Is there a single best practice for the code / for starting “torchrun” that will work for either a multi-GPU run or multi-node runs?
Thank you for the answer.
Tried so many things, torchrun just doesn’t want to work in a multi-node manner, probably due to IB not being correctly exposed when dealing with Slurm and containers. Also tried with MPI backend, doesn’t work. Tried native DDP without torchrun but it also doesn’t work, the nodes can’t recognize each other and nothing starts, I think that only Horovod works in someway, but I didn’t reach yet to see how.
This is so complicated I’m actually giving up. I’m so lost and no documentation is available anywhere.
I’m not familiar with torchx, I will try to read about it.

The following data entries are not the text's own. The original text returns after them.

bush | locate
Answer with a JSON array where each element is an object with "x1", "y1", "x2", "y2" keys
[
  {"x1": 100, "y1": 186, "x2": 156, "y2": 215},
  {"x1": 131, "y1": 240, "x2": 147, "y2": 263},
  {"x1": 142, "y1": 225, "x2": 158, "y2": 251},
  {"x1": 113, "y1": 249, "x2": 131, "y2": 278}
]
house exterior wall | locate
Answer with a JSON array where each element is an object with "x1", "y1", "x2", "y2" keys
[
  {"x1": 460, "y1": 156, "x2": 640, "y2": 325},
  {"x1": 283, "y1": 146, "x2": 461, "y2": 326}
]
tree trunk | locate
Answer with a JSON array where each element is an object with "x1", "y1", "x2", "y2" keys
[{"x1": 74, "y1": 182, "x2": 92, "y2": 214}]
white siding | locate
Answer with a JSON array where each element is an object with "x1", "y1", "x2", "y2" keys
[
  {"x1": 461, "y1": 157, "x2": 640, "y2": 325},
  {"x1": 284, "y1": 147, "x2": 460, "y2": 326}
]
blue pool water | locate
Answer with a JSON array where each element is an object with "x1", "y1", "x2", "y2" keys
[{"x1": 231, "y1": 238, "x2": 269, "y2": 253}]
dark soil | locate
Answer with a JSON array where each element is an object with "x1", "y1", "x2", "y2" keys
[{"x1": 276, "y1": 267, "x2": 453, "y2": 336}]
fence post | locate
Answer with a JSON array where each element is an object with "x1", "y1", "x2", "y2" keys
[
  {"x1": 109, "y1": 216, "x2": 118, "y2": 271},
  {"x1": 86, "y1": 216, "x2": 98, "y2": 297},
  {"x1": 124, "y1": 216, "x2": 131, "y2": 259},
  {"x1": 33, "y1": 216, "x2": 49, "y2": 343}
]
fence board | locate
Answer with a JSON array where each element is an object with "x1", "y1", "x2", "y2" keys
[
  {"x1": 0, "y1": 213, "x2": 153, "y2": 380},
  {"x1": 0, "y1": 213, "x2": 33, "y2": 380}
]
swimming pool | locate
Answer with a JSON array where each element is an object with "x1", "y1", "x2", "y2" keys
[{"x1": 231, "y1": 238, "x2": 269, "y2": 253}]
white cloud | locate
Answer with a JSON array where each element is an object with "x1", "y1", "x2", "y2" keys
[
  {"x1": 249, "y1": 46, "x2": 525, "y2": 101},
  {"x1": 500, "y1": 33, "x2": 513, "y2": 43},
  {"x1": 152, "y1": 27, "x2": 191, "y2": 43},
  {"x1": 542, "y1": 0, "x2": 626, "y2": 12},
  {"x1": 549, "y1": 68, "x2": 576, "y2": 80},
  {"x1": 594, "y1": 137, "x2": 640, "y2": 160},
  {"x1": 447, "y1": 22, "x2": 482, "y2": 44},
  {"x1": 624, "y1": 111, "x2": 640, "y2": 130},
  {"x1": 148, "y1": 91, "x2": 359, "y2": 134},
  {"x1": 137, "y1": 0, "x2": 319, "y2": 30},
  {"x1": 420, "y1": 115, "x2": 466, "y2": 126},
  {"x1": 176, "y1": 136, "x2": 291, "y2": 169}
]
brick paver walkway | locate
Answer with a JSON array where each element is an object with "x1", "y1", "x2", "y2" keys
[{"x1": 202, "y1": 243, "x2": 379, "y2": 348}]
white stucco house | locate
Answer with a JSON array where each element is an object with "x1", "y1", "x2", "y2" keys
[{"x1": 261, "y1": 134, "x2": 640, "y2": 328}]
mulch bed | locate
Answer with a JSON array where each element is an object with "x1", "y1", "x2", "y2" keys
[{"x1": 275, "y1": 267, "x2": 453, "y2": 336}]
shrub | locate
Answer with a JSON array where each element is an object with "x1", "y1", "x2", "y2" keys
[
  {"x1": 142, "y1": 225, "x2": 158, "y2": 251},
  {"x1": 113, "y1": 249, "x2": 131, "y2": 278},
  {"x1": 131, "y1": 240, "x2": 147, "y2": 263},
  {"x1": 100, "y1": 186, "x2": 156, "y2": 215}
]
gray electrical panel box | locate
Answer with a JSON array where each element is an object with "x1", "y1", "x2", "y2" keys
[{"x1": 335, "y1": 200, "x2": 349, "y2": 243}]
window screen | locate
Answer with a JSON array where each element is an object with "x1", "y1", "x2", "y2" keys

@assaf sorry that you tried many things and none of them worked out. We are trying to improve our setup tutorials in different environment and one important tutorial we plan to add is the Slurm setup, this haven’t been done yet. But there’s a existing repo that on Slurm setup already, could you check it and see if it’s helpful for you? disttraining/slurm at main · aivanou/disttraining · GitHub
Thanks @wanchaol, sort of tried it, while also trying a simpler syntetic code but running it with “torch.distributed.run” (which I think is deprecated?) instead of “torchrun” as in the script, getting some networking issues or other issues. So I guess it doesn’t work at the moment.
I switched to Horovod as it works perfectly, until any update will be made.